Oleh karena itu, penting meyakinkan umat bahwa hanya Islamlah satu-satunya solusi. Hanya saja, keyakinan ini akan terwujud jika mereka paham tentang kepurnaan system Islam sebagai system yang datang dari Sang Maha Pencipta Manusia dan Kehidupan ini seluruhnya, Yang Maha Tahu, Maha Adil dan Maha Sempurna. Hal ini mengharuskan adanya upaya sosialisasi tentang gambaran rinci system Islam dan bagaimana metoda penerapan rilnya, mulai dari bagaimana Islam mengatur masalah individu, masalah ekonomi termasuk pengelolaan SDA, politik, pendidikan, budaya, hankam, mencegah pelanggaran (system hokum), menciptakan clean government and good governance, dan lain-lain. Dan tugas berat ini sesungguhnya merupakan tugas hakiki parpol Islam! Dengan kata lain, parpol Islamlah yang seharusnya menjadi pioneer keyakinan dan pioneer perjuangan menegakkan Islam di tengah-tengah umat, bukan malah menanggalkan Islam demi kekuasaan!
Memang sangat disayangkan jika parpol Islam yang ada sekarang terjebak dengan mesin politik besi yang ada dan akhirnya cenderung menanggalkan ideology atau bersikap kompromistik dengan sekularisme dengan dalih strategi atau keinginan bermain cantik. Meskipun bisa dipahami bahwa mengusung ideology Islam memang berat, terlebih di tengah propaganda negatif Negara-negara adidaya yang ketakutan akan munculnya kekuatan Islam sebagai ancaman hegemoni mereka. Akan tetapi, selain tuntutan syara’, konsistensi terhadap ideology ini justru akan menjadi kunci diraihnya kepercayaan dan simpati masyarakat.
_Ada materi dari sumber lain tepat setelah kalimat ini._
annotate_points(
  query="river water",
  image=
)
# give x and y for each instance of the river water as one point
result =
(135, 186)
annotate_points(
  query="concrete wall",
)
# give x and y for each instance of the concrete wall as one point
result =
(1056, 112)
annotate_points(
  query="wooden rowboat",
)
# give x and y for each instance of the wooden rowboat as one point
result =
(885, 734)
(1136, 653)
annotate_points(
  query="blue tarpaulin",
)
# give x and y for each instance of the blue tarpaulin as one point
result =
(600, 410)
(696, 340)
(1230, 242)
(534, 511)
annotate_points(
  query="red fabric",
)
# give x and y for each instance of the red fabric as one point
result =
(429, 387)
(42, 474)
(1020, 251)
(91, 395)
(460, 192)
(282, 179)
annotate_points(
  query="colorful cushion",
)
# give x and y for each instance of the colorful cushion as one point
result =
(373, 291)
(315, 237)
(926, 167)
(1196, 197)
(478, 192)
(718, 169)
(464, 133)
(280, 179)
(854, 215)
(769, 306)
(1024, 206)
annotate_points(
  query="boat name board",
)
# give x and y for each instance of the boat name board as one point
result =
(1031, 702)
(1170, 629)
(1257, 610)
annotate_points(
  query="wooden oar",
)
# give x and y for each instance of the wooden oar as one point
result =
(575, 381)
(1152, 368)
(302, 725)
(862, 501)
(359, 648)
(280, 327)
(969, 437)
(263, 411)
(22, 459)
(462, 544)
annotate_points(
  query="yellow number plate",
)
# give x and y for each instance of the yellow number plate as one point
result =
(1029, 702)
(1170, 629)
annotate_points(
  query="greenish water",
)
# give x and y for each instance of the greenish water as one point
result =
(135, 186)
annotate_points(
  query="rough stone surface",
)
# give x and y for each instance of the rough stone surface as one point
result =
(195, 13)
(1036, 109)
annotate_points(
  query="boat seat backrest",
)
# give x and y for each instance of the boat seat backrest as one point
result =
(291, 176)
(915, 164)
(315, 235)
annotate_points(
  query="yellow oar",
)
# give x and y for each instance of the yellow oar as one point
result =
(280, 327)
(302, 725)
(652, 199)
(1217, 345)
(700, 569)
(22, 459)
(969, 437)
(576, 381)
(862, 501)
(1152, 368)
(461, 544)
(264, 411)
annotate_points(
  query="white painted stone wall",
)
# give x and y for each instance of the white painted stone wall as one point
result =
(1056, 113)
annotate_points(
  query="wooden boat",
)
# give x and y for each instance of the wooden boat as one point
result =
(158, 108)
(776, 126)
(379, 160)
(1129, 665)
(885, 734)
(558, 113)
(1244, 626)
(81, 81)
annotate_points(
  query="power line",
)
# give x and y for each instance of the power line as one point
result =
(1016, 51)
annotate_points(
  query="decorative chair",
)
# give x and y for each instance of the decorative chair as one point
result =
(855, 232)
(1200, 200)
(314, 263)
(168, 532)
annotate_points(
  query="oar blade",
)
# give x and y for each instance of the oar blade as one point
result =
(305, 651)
Karena sesungguhnya masyarakat sudah muak dengan keadaan dan siap menerima Islam, sepanjang Islam disampaikan dengan gamblang dan dengan uslub yang baik serta tetap bermain cantik (tanpa kekerasan). Konsistensi terhadap ideology inilah pulalah yang akan memunculkan loyalitas mereka terhadap perjuangan parpol dan menjadikan mereka siap dipimpin oleh parpol . Karena umat melihat parpol yang demikian, pasti hanya akan berjuang demi Islam dan masyarakat secara keseluruhan, bukan demi kelompok atau kekuasaan.
Oleh karena itu, applause dan apresiasi para pengusung sekularisme pada kiprah parpol Islam yang mereka nilai kian moderat hendaknya tidak diartikan sebagai pujian. Akan tetapi seharusnya justru menjadi bahan introspeksi dan evaluasi; sudah sejauhmana kita melangkah atasnama Islam dan kepentingan umat/masyarakat? Karena sesungguhnya, tak ada sedikit langkahpun yang akan luput dari pertanggungjawaban!